Perrysburg to add trail to Orleans Park

PERRYSBURG – The city is going to install a multi-use trail between Green Lane and Orleans Park.

The mile-long elevated trail will include a 10-feet-wide asphalt path that will cost the city $923,733.25.

City council approved the project at its Tuesday meeting.

Work of the trail will start next spring, according to Councilwoman Kerry Wellstein, who chairs council’s service committee.

It is expected to be completed in November 2025, she said.

“It will be wonderful,” she said.

The trail will travel from Green Lane, which is at the Commodore Perry statue, through the wooded area to the end of the existing path on the north side of the parking lot at Orleans Park. It will replace a mowed trail, Wellstein said.

“You’ll be able to bike on it and walk on it,” she said, and added the trail will be about one mile long.

“It’s the missing link,” said Councilman Mark Weber.

He explained the trail will connect downtown Perrysburg with the bridge over the Maumee and onto Side Cut Metropark in Maumee.

It has been a long-term plan to install the trail, said Mayor Tom Mackin.

The contract includes the paving, excavation, construction of boardwalk, seeding and mulching, clearing, erosion control and other related items.

The city received three bids and chose Weber Contracting, Archbold, to do the work.

On Aug. 28, the service committee unanimously approved advancement of this bid award to city council in the amount of $839,757.50 plus a 10% contingency. The amount originally budgeted for this project was $700,000.

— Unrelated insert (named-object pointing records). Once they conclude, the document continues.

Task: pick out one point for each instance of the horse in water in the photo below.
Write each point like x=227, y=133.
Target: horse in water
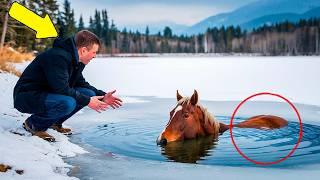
x=190, y=120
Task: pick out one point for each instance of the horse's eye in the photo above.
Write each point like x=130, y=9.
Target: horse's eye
x=171, y=113
x=185, y=115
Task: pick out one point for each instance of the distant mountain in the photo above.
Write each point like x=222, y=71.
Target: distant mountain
x=156, y=27
x=272, y=19
x=255, y=10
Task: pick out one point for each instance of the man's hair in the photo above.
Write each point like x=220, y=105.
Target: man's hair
x=85, y=38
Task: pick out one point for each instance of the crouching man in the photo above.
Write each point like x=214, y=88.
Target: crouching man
x=52, y=87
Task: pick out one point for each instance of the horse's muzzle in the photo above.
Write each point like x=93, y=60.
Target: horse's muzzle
x=162, y=142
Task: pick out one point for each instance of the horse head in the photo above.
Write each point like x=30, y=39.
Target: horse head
x=188, y=120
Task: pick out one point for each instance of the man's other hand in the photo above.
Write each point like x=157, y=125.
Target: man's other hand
x=96, y=104
x=111, y=100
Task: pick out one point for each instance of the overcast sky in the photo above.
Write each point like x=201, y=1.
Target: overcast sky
x=133, y=12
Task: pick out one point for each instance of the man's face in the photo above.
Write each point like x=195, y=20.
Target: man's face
x=85, y=54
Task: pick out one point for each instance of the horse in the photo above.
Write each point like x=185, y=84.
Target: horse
x=189, y=120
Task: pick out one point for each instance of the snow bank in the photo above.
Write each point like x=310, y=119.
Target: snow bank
x=37, y=158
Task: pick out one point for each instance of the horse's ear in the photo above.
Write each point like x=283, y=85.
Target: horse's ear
x=178, y=96
x=194, y=98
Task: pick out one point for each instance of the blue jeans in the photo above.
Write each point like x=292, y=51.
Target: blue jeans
x=58, y=109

In September, the finance committee approved forwarding to council a budget amendment in the amount of $223,733.25. Council subsequently approved this budget amendment and additional appropriation.

In other action, council:

• Heard Brody Walters, planning and zoning administrator, report on a rezoning request of two parcels on West River Road from S-1 (scenic and open space) to R-1 (single family residential). Mark Rich, owner, wants the change to allow him to place fill dirt to build the property up above the flood plain in order to add housing.

Kam Warner, West River Road, protested the change and stated the request was not consistent with what other homeowners have done in the West River corridor.

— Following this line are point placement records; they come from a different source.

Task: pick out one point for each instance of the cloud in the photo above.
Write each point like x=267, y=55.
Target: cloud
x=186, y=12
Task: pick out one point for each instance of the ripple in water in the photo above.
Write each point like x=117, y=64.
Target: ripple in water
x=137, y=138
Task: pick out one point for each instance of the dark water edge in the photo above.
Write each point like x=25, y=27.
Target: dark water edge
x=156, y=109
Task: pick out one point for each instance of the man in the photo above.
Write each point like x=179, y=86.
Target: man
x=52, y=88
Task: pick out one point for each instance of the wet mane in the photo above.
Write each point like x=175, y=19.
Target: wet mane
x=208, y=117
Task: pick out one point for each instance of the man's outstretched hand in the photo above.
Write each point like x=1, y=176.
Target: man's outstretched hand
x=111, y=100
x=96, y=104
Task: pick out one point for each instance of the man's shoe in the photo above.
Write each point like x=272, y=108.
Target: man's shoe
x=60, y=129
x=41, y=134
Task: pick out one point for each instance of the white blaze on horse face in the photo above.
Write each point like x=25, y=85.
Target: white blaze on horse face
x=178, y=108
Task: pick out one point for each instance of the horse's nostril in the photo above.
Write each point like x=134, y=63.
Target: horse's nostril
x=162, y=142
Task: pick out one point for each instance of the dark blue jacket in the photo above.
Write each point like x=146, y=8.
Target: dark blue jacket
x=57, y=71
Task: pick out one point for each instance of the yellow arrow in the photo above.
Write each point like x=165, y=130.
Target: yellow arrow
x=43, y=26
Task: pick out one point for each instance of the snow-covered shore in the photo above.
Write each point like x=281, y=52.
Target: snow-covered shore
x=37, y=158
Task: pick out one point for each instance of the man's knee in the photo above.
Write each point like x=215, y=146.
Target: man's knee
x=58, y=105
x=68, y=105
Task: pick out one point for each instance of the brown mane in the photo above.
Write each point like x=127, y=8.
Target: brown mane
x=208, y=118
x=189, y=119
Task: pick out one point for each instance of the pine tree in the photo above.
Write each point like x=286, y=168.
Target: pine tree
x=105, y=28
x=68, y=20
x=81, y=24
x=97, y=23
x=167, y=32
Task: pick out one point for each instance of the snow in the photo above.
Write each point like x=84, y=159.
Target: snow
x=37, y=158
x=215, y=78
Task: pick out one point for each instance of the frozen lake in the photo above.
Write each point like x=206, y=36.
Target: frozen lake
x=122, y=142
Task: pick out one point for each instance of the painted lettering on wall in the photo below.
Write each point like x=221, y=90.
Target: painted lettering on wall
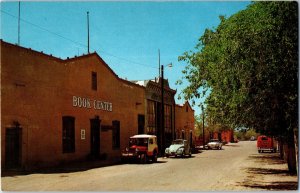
x=88, y=103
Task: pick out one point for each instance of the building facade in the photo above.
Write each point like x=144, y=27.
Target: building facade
x=55, y=111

“The landowner knew what they were buying and created their own problem by opting to not build in the residential zoned portion,” she said.

The proposal goes against the city’s Land Use Plan, which Rich participated in creating, she said.

• Declared a 1998 Ford E-250 and 2004 Ford E-250 XL Super Cab, currently used by the department of public utilities, as no longer needed.

• Approved the purchase of a Peterbilt model 567 truck for the department of public utilities for $260,000.